We have a similar situation with a duplex (upstairs / downstairs); water and electric are separate and heat is shared.  The heat is natural gas with cast iron radiators throughout the house.  Leaning towards removing the radiators in the upstairs unit and installing a ductless system.  We are in Northeastern PA.

Originally posted by @Nicholas Morgan :
Originally posted by @David Nelsen:

Lawrence, yes it is a challenge with all the shared amenities too. We have a shared laundry in our basement as well. When a property wasn't originally built as a duplex it seems having things intermingled is the norm. We are going to do as you noted and just have the "utilities included". My concern is that raises the rent price and when people are scanning the listings they may see our rent as being "too high" and not even click on the link and see that the price includes utilities. We plan to put something in the lease to the effect of "your rent includes a $XXX credit for utilities, if utilities consistently are above the credit then the rent will be adjusted accordingly". We also will be doing what they call budget billing where we pay a set fee per month for six months and then the utility company goes back and makes sure that still covers our cost and then they will adjust the budget billing amount for the next six month cycle (either up or down based on the actual usage).

 I feel like the higher rent when scanning listings is a valid concern. I wonder if you can advertise the rent as $XYZ which is not inclusive of the utilities and then as they inquire about the property and you give them information you tell them there is a $X/mo utilities fee. Similar how on AirBnB they give the nightly rate, but when you go to check out there are cleaning fees and similar added on. I'm not sure how a potential renter would like this approach. But if you think about it, there's always the "extra fee" of utilities whether they pay you or a utilities company. So maybe you shouldn't decrease your marketability by advertising a higher rent. Just a thought. 

I like this idea. I think I will do that and even within the listing note that the full total rent is $XYZ which includes $X amount for utilities. It's also how airlines like Spirit, Frontier, etc have such low rates, but by the time you pick your seat, add a carry on, etc. now you are paying about the same as the regular carriers.

@David Nelsen I really like this idea. I'm going to utilize this when pricing.
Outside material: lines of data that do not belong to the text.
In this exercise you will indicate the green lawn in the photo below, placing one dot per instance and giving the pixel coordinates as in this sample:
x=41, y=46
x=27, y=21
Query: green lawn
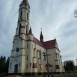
x=72, y=75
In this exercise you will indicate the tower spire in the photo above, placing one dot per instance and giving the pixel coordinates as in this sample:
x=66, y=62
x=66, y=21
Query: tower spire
x=41, y=36
x=25, y=1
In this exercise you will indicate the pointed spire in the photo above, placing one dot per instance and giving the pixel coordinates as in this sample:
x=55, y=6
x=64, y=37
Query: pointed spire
x=25, y=1
x=30, y=31
x=41, y=36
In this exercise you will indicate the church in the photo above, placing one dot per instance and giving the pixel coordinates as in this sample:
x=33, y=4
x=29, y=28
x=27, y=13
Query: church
x=30, y=55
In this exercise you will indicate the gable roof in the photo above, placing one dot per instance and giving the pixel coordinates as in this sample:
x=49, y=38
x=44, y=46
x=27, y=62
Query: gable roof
x=47, y=45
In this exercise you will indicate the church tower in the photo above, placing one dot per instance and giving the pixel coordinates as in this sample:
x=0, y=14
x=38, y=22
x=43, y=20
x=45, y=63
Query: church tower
x=18, y=57
x=27, y=54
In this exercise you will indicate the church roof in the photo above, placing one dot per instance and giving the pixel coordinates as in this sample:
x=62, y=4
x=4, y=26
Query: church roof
x=47, y=45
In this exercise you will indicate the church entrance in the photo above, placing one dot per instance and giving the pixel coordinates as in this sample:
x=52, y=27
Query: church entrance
x=16, y=68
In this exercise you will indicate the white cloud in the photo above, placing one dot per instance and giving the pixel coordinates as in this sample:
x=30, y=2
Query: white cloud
x=56, y=17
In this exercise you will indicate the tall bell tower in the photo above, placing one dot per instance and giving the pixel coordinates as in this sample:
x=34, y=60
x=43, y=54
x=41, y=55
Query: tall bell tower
x=17, y=63
x=23, y=19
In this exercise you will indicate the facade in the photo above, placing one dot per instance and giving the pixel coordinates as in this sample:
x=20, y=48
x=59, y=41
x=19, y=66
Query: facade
x=28, y=54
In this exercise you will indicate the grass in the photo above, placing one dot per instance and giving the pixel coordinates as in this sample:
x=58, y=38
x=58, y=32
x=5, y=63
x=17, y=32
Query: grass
x=69, y=75
x=64, y=75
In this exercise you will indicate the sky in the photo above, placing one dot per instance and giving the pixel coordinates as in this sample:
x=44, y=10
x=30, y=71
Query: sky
x=55, y=17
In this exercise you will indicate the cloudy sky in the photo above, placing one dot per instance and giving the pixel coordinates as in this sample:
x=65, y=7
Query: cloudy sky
x=55, y=17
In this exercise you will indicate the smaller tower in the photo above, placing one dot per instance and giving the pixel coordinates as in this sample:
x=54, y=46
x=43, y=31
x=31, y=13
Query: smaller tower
x=41, y=36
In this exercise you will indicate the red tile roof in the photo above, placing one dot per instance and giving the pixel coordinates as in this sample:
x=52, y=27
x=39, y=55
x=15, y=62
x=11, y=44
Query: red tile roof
x=47, y=45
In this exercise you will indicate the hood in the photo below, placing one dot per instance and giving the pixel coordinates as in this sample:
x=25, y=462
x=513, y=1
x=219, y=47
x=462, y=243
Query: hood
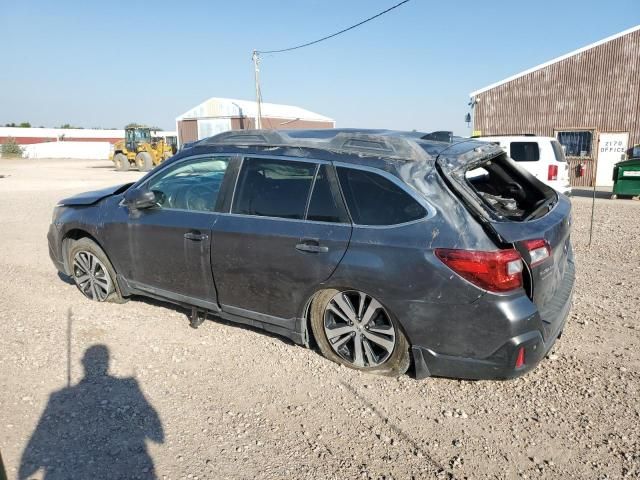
x=89, y=198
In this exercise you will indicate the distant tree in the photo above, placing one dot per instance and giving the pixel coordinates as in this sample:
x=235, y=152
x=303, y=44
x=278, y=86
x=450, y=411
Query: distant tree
x=10, y=148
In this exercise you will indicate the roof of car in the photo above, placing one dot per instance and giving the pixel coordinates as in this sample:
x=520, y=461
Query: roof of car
x=388, y=144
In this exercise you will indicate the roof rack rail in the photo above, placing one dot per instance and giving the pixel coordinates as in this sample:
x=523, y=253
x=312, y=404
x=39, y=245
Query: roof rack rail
x=377, y=143
x=507, y=135
x=439, y=136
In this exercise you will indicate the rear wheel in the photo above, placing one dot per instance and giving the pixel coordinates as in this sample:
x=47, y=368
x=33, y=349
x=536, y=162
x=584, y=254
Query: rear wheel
x=92, y=272
x=121, y=162
x=144, y=161
x=353, y=329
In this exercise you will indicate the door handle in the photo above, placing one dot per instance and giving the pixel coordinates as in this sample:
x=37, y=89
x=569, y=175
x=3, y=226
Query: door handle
x=196, y=236
x=312, y=246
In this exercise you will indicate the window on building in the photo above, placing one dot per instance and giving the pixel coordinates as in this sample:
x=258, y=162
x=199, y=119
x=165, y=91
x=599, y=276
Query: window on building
x=558, y=151
x=273, y=188
x=375, y=200
x=525, y=151
x=576, y=143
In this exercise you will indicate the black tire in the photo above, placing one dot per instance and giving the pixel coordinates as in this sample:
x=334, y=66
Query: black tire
x=121, y=162
x=397, y=363
x=144, y=161
x=87, y=247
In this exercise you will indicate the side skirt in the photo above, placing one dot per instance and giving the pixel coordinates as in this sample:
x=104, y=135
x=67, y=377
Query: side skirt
x=278, y=326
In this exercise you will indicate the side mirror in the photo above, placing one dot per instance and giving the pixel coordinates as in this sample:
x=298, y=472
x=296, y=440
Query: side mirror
x=138, y=199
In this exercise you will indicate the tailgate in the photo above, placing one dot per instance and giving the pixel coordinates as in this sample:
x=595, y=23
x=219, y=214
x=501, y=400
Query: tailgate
x=518, y=210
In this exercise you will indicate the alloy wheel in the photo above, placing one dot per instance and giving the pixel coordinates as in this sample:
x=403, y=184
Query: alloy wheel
x=91, y=276
x=359, y=329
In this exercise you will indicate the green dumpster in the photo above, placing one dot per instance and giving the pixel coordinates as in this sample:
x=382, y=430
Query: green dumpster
x=626, y=178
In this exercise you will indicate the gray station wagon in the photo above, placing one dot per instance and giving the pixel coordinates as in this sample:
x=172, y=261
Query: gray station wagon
x=384, y=249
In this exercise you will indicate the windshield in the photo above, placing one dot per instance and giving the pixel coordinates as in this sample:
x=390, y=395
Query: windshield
x=141, y=135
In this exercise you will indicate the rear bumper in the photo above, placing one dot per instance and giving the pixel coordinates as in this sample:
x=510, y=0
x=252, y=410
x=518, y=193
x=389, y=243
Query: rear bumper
x=501, y=364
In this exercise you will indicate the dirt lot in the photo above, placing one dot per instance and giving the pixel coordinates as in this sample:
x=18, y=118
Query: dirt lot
x=226, y=401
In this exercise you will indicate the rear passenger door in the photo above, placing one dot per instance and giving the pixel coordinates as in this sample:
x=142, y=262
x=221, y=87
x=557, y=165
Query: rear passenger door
x=285, y=232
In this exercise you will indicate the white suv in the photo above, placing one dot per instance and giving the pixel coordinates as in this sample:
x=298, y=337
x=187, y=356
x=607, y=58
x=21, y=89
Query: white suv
x=543, y=157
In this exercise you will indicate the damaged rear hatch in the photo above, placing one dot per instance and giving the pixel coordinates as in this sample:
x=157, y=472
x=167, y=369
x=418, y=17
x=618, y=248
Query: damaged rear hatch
x=518, y=210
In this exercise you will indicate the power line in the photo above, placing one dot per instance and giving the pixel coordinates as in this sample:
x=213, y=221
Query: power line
x=333, y=34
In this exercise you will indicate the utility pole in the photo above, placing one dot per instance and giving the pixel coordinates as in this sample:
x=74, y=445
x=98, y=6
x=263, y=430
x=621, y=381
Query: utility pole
x=256, y=68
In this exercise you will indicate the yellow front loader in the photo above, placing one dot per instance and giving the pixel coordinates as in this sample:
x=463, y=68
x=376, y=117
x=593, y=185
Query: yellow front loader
x=140, y=149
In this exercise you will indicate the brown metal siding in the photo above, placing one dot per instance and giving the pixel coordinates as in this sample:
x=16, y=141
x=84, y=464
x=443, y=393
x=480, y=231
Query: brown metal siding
x=187, y=131
x=598, y=89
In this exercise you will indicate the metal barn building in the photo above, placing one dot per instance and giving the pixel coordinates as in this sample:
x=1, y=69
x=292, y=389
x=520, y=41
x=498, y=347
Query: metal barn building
x=218, y=115
x=589, y=99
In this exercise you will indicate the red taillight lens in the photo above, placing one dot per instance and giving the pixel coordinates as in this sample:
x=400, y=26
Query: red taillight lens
x=498, y=271
x=520, y=358
x=539, y=251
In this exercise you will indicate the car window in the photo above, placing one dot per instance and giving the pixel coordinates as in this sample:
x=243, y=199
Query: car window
x=375, y=200
x=273, y=188
x=325, y=206
x=558, y=151
x=190, y=185
x=525, y=151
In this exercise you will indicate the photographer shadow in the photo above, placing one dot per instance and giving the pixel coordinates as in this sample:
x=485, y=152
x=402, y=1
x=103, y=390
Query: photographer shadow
x=95, y=429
I can see this being a hassle for pricing on the platform, depending which one you're using. It would probably work better to gain more views by listing the lower rent and explain in the full description about the rent credit, as you said. As for my case, id have to allocate the credit accordingly, since the main unit is a 3/2 and the other one is a 1/1. I'd have to charge a higher utility credit for the bigger unit. This will all be solved once i invest in solar panels!